Ojeez, good catch! That's a bit annoying.

dabrahams · September 6, 2024, 10:57pm

That's essentially what the Operation example does. I bet a system with explicit depenedencies could be a lot more efficient than that; I get a sense Operation is “very legacy.”

dabrahams · September 6, 2024, 11:07pm

Why do you think using a Mutex is faster than using an actor?
Update In fact, I just used a pthread mutex (implementation shamelessly lifted from SwiftNIO) and it was indeed faster, even with these extremely high-granularity tasks. I'm still interested in how you knew it would be faster.

Can't this be tested with a Swift 6 development snapshot toolchain? Answer: not without MacOS 15. Surprising that Mutex requires something new in the OS but there ya go.

dmt · September 6, 2024, 11:35pm

It might be worth benchmarking it against OSAllocatedUnfairLock if your target os is high enough.
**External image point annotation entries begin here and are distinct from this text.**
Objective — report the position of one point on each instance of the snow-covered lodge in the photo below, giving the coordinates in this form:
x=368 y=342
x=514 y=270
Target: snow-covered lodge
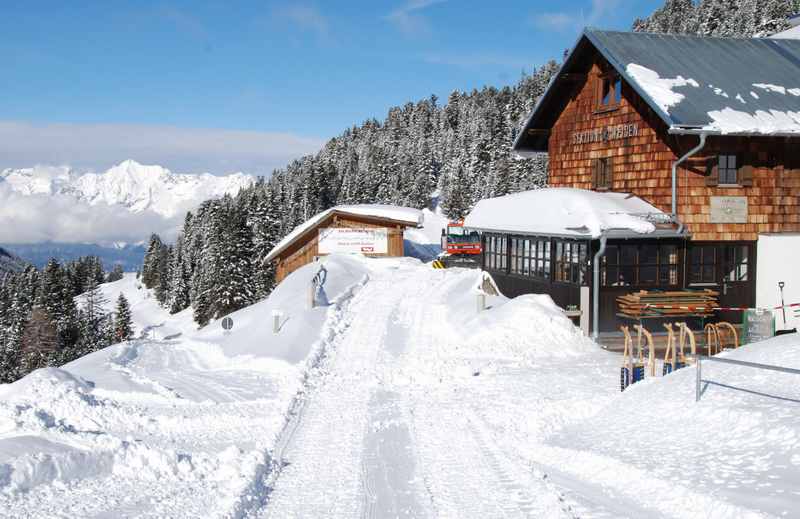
x=682 y=159
x=373 y=230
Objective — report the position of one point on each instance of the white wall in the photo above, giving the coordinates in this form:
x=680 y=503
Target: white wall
x=778 y=259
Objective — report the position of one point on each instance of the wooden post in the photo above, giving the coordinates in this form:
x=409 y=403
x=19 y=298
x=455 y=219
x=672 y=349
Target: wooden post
x=276 y=321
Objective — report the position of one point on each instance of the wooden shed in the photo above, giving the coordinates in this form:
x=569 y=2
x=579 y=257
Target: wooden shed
x=371 y=230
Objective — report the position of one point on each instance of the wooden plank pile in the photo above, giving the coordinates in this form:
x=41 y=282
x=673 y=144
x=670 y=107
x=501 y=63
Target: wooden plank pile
x=653 y=303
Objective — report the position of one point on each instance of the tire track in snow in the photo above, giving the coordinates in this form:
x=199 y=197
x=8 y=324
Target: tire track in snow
x=322 y=475
x=275 y=461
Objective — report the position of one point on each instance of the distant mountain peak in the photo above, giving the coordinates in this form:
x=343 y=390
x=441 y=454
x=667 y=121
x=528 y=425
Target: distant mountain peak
x=136 y=186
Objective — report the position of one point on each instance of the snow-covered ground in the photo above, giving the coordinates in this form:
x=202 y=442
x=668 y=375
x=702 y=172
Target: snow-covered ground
x=399 y=399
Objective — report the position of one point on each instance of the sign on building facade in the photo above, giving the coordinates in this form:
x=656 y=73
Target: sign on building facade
x=728 y=209
x=349 y=241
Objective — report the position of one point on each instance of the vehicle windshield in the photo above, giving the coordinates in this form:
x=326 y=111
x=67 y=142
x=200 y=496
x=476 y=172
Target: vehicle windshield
x=461 y=235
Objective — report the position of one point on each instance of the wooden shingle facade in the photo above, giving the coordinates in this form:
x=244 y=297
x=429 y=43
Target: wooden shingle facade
x=641 y=161
x=627 y=108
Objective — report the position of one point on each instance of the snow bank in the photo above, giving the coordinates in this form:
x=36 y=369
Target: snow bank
x=730 y=121
x=407 y=215
x=190 y=419
x=736 y=453
x=425 y=243
x=565 y=212
x=659 y=89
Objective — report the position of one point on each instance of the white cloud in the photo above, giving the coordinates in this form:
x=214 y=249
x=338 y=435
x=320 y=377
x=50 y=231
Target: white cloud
x=555 y=21
x=574 y=21
x=407 y=17
x=38 y=218
x=476 y=59
x=305 y=17
x=98 y=146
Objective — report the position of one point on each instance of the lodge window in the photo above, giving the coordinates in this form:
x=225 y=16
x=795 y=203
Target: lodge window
x=602 y=177
x=728 y=174
x=736 y=264
x=610 y=92
x=530 y=257
x=703 y=264
x=495 y=253
x=570 y=262
x=639 y=264
x=729 y=169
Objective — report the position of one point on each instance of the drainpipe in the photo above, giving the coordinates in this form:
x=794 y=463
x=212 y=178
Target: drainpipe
x=596 y=288
x=675 y=178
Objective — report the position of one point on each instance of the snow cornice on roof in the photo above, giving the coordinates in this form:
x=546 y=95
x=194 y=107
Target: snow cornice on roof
x=761 y=76
x=573 y=213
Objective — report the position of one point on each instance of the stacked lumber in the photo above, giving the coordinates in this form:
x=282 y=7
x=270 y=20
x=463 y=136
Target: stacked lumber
x=653 y=303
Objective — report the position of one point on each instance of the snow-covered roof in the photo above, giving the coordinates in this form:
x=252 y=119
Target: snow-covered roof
x=570 y=212
x=724 y=86
x=788 y=34
x=403 y=215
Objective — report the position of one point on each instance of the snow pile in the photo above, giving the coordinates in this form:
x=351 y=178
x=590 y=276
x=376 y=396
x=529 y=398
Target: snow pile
x=407 y=215
x=425 y=243
x=564 y=211
x=659 y=89
x=788 y=34
x=170 y=427
x=736 y=453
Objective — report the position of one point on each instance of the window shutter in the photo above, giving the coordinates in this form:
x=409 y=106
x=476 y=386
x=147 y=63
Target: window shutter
x=712 y=168
x=746 y=175
x=595 y=173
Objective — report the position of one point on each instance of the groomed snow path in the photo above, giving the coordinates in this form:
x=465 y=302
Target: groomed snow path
x=401 y=421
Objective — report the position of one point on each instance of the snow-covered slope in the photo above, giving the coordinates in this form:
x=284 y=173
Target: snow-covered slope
x=130 y=184
x=9 y=262
x=397 y=400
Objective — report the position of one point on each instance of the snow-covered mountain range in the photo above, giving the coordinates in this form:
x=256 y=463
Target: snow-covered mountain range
x=130 y=184
x=9 y=262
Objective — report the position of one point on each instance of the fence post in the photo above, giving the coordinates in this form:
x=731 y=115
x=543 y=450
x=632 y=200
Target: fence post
x=481 y=302
x=699 y=371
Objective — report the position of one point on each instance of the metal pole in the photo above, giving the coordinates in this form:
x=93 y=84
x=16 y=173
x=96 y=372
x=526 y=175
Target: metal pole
x=699 y=375
x=783 y=305
x=675 y=176
x=596 y=288
x=481 y=302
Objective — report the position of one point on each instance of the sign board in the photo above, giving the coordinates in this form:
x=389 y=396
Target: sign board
x=728 y=209
x=353 y=241
x=605 y=134
x=758 y=325
x=227 y=323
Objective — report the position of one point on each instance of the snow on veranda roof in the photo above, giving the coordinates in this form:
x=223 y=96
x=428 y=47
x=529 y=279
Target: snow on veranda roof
x=736 y=86
x=401 y=215
x=570 y=212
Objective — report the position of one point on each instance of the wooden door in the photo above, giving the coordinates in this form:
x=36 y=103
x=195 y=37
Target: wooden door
x=727 y=267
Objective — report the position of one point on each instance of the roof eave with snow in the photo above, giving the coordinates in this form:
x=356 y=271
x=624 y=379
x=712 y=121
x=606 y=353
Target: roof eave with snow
x=574 y=214
x=750 y=115
x=392 y=215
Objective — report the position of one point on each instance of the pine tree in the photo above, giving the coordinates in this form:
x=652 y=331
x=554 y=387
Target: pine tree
x=123 y=326
x=39 y=342
x=116 y=274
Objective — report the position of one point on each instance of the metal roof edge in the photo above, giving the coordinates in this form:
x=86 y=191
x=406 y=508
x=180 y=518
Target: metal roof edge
x=547 y=91
x=622 y=70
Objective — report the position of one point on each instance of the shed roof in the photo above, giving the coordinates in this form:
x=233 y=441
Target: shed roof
x=573 y=213
x=394 y=215
x=743 y=86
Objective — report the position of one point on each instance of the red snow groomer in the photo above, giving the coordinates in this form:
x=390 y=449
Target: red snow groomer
x=462 y=247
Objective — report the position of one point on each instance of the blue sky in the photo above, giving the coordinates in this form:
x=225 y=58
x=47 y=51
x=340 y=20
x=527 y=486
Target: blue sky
x=288 y=74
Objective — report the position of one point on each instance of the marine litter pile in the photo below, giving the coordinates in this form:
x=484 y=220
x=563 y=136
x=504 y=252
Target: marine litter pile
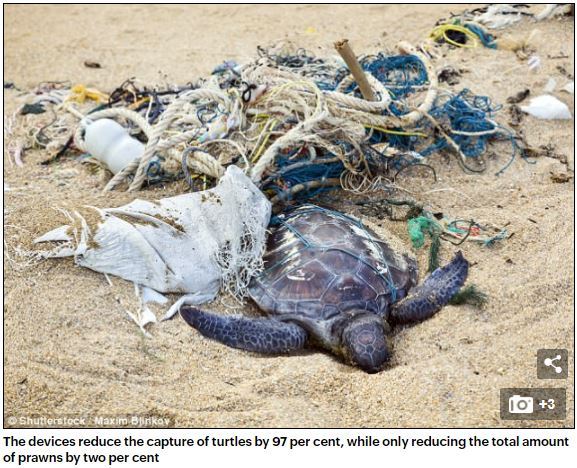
x=289 y=125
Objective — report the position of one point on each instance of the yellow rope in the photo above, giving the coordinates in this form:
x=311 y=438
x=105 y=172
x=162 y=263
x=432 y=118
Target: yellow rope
x=268 y=130
x=440 y=32
x=80 y=93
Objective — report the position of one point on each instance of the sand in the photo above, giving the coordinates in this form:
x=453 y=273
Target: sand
x=69 y=349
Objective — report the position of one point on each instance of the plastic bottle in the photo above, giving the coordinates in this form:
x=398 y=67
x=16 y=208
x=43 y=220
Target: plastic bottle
x=110 y=143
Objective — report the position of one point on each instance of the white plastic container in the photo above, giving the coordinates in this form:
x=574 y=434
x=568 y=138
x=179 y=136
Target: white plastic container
x=110 y=143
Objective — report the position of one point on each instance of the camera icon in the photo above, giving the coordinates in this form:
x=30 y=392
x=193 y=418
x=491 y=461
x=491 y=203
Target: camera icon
x=520 y=405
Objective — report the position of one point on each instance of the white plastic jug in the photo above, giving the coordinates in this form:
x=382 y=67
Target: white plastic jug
x=110 y=143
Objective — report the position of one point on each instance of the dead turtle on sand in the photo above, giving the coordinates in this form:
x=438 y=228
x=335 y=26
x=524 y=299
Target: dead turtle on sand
x=329 y=281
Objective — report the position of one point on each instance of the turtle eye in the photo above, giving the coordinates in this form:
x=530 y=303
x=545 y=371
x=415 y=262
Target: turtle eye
x=367 y=347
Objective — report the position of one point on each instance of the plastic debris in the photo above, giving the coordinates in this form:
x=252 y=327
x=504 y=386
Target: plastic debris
x=547 y=107
x=110 y=143
x=193 y=243
x=499 y=16
x=550 y=86
x=569 y=87
x=534 y=62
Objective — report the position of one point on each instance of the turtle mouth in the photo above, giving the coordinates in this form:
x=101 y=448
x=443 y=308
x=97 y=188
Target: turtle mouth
x=365 y=344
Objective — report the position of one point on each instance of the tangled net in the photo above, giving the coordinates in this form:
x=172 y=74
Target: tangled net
x=296 y=123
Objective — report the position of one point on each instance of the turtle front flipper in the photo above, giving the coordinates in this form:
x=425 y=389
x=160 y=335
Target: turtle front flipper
x=431 y=295
x=260 y=335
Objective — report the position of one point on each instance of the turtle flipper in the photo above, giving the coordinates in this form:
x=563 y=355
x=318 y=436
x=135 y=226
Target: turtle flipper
x=267 y=336
x=431 y=295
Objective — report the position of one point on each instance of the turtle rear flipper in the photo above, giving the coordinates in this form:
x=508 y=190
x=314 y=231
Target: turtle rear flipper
x=260 y=335
x=431 y=295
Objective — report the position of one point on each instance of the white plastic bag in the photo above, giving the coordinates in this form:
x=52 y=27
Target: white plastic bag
x=193 y=243
x=547 y=107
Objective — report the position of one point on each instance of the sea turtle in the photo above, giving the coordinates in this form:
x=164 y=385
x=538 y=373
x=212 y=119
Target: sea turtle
x=329 y=281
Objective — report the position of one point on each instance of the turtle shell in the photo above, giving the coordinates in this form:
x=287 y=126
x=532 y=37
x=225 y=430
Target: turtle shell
x=320 y=263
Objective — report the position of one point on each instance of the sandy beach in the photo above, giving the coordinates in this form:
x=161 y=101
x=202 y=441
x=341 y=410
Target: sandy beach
x=68 y=347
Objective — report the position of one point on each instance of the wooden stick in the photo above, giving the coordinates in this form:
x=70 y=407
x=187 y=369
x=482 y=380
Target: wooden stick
x=345 y=51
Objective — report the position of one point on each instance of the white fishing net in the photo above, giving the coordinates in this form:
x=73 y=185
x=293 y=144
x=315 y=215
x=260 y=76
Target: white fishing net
x=196 y=243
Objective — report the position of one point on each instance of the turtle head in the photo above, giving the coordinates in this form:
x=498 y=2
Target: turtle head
x=364 y=342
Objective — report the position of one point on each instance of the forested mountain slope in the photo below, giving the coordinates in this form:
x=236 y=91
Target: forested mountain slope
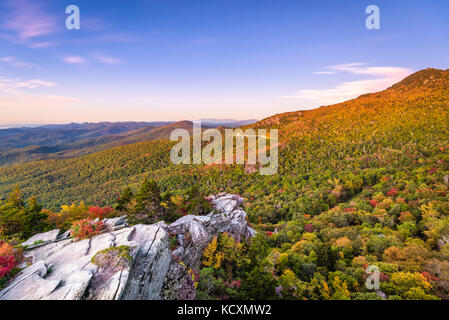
x=360 y=183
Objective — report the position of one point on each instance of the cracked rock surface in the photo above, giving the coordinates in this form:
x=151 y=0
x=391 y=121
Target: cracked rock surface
x=62 y=268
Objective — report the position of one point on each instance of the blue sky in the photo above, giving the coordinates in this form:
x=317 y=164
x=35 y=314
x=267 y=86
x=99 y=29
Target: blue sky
x=173 y=60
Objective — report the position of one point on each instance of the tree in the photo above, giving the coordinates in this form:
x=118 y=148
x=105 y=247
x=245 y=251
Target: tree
x=124 y=198
x=21 y=219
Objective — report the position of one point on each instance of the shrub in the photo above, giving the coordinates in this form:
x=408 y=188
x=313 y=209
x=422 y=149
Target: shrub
x=6 y=265
x=86 y=228
x=101 y=213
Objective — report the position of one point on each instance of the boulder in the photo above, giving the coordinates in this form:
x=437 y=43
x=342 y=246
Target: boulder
x=64 y=269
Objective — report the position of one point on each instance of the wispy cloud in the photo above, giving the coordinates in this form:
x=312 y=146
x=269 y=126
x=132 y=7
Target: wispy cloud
x=35 y=101
x=13 y=61
x=26 y=20
x=384 y=77
x=106 y=59
x=13 y=94
x=11 y=85
x=74 y=60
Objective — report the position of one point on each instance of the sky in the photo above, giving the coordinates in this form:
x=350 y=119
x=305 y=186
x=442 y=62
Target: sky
x=190 y=59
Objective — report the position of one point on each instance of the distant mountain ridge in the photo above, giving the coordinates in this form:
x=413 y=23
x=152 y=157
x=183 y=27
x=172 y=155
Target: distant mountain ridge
x=392 y=129
x=24 y=144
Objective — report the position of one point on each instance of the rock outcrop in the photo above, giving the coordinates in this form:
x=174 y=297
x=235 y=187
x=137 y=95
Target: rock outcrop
x=63 y=269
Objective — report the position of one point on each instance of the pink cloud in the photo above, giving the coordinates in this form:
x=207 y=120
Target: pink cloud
x=384 y=78
x=27 y=19
x=106 y=59
x=35 y=101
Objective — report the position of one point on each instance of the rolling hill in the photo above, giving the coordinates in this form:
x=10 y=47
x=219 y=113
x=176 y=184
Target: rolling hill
x=389 y=130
And if it's not - it's not that complicated to reimplement it with the older C APIs and ManagedBuffer (example).
I think suspending/resuming tasks might have a noticeable impact when the actual computation is as simple as adding two integers. Although I guess your real-world application will be much more computationally expensive so maybe in the end the synchronization cost will be negligible using any of the primitives.

Joe_Groff · September 6, 2024, 11:38pm

Mutex contains an os_unfair_lock on Darwin (but without the separate allocation).

dabrahams · September 6, 2024, 11:55pm

It mostly will be; the point of this exercise is to measure the synchronization overhead.

dmt · September 7, 2024, 12:01am

You need import os.
Synchronization provides you with Mutex.
os provides OSAllocatedUnfairLock.

Beware that the os module is private to Apple OSes and AFAIK isn't shipped to any other platform.

EDIT: Sorry, didn't see your edit before posting

dabrahams · September 7, 2024, 12:07am

@dmt Thanks I figured it out and published another benchmark. It is indeed faster. Is the example you pointed at any more portable? If not, perhaps it's an unfair lock on Apple platforms and a pthread mutex everywhere else.

dmt · September 7, 2024, 12:25am

It's not. It can be used on older versions of macos, but it still relies on Darwin's os_unfair_lock or OSSpinLock.
I see the Mutex implementation for Linux uses futex probably to avoid notifying the kernel when possible.
So I guess to make that solution cross-platform you'd need to reimplement these ll_ prefixed functions and make sure that the size of LowLevelLock matches the size of your underlying primitive.

Slava_Pestov · September 7, 2024, 3:32am

jaleel:

final class MutexCache: Sendable {
    private let _r: Mutex<[Int: Int]> = Mutex([:])
    var r: [Int: Int] {
        get { self._r.withLock { $0 } }
        set { self._r.withLock { $0 = newValue } }
    }

AFAIK this will end up making a copy of the entire dictionary on each update, while holding the lock. A modify coroutine would help here. Otherwise the actor approach will scale better with cache size.

You could also use a read/write lock. That will definitely scale better than an actor.